• jon

    Posted 1041 days ago

  • "Hospitals in the U.S. are estimated to be closing at a rate of about thirty a year" is a terrifying statistic. In the case of Philadelphia, where "a quarter of its 1.6 million residents [live] below the poverty line," the closure of its hospitals are even more so. Pomorski's reporting is excellent, looking deep into what happened to Hahnemann University Hospital at the hands of private equity. He also is not afraid to make claims about the nation's health care infrastructure more broadly:

    The story of Hahnemann is as much about the structural forces that have compromised many American hospitals—stingy public investment, weak regulation, and a blind belief in the wisdom of the market—as it is about the motives of private-equity firms.

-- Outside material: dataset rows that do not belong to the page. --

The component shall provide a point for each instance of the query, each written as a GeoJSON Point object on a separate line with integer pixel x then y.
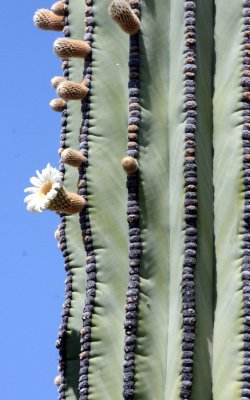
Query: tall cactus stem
{"type": "Point", "coordinates": [85, 334]}
{"type": "Point", "coordinates": [121, 12]}
{"type": "Point", "coordinates": [133, 216]}
{"type": "Point", "coordinates": [245, 83]}
{"type": "Point", "coordinates": [190, 176]}
{"type": "Point", "coordinates": [47, 20]}
{"type": "Point", "coordinates": [67, 48]}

    A more in-depth look at the numbers across America, as well as some suggestions for how to change them, is Elizabeth Rosenthal's An American Sickness. Rosenthal, similar to Pomorski in this article, takes a critical look at the American health care industry as business-first, and suggest ways to bring health care, not money, to the forefront of the industry. Specifically, I think she would agree with Pomorski's claim that "[private-equity's] movement into health care has been linked to price hikes, and increase in unnecessary procedures, and the desstabilization of health-care networks."

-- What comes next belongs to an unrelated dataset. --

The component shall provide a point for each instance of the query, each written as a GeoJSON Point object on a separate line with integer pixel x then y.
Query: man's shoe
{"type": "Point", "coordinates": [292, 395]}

    In this article, Pomorski mainly profiles Joel Freedman, the CEO of Paladin, a real-estate private-equity firm that got its hands into the health care industry. In theory, when he came to make Hahnemann profitable, it seemed to be a positive for the hospital:

    In 2014, with Paladin, Freedman signed on to manage Howard University Hospital, in Washington, D.C., which that year reported a fifty-eight-million-dollar loss. Paladin cut salaries, benefits, and operating expenses, and two years later the hospital showed an operating surplus of more than twenty million dollars. “We were incredibly successful,” Freedman said. “I’d become passionate about turnarounds in these communities.”

    Doctors and staff in Hahnemann were hopeful for a graceful turnaround. But they soon realize that what they were getting was very different; nurse-consultants hired to "monitor how doctors documented diseased" would change or second-guess the diagnoses of residents in order to make more money out of a procedure. This is largely to do with medical coding, where business-like consultants "price" certains procedures and treatments via a code that is shared with insurance companies. By altering the "code" of the diagnosis that residents suggested, they could potentially squeeze more money out of the treatment given to a patient.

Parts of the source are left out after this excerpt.